# DishAnywhere App



## CtDMonet (Sep 14, 2020)

Has anyone used the TiVo Stream 4k to access their DishAnywhere? I currently have Dish, and am working towards cutting the cord, but have 500+ hours of DVR I'd like to get through first. It would be a good start by eliminating the Joeys ($7/mo per TV) for TiVo Stream 4ks - if I could watch all the other crap we pay for (Hulu/Netflix/Amazon/Disney+/ESPN+) along with unloading my Dish DVR.


----------



## NashGuy (May 2, 2015)

The Dish Anywhere app become available for Android TV devices back in 2018, so should work fine on the TiVo Stream 4K.

DISH app now on Android TV | Dish

Sounds like you'll need to keep your main Hopper DVR if you want to watch your recordings via the app on the Stream 4Ks, but I don't see why couldn't ditch those Joeys and replace them with Stream 4Ks (or any other streaming device running Android TV or Fire TV).

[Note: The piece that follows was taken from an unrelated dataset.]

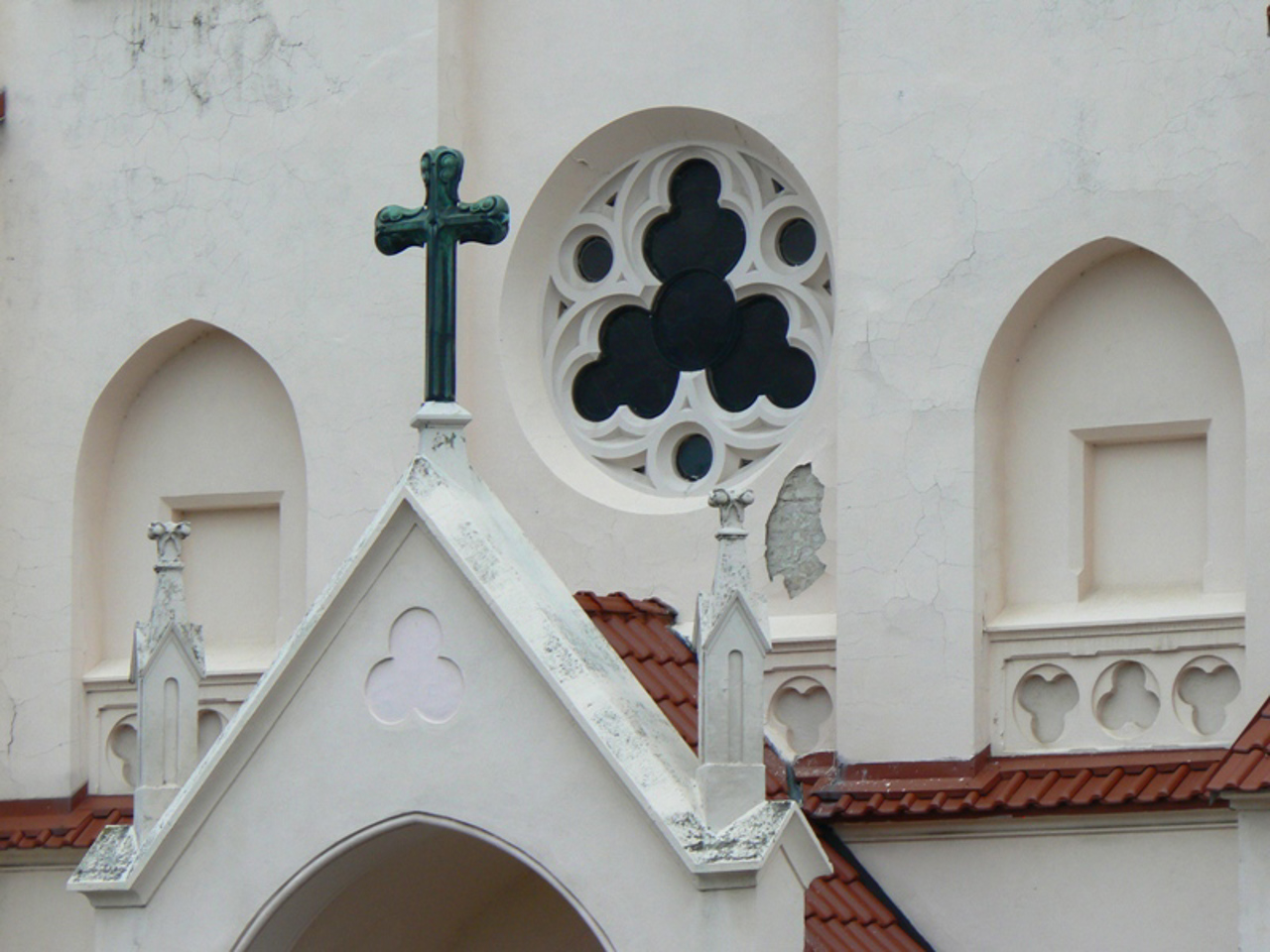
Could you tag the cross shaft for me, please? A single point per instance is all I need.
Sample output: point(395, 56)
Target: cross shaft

(BTW, if you don't already have a TiVo Stream 4K, be aware that Google is set to release their own Android TV device at the end of this month, rumored to cost the same as the Stream 4K, $50. Not sure which you might prefer, but both should be able to run the Dish app just fine.)


----------



## CtDMonet (Sep 14, 2020)

Awesome. I'll hop on one to try it out.


NashGuy said:


> The Dish Anywhere app become available for Android TV devices back in 2018, so should work fine on the TiVo Stream 4K.
> 
> DISH app now on Android TV | Dish
> 
> ...


----------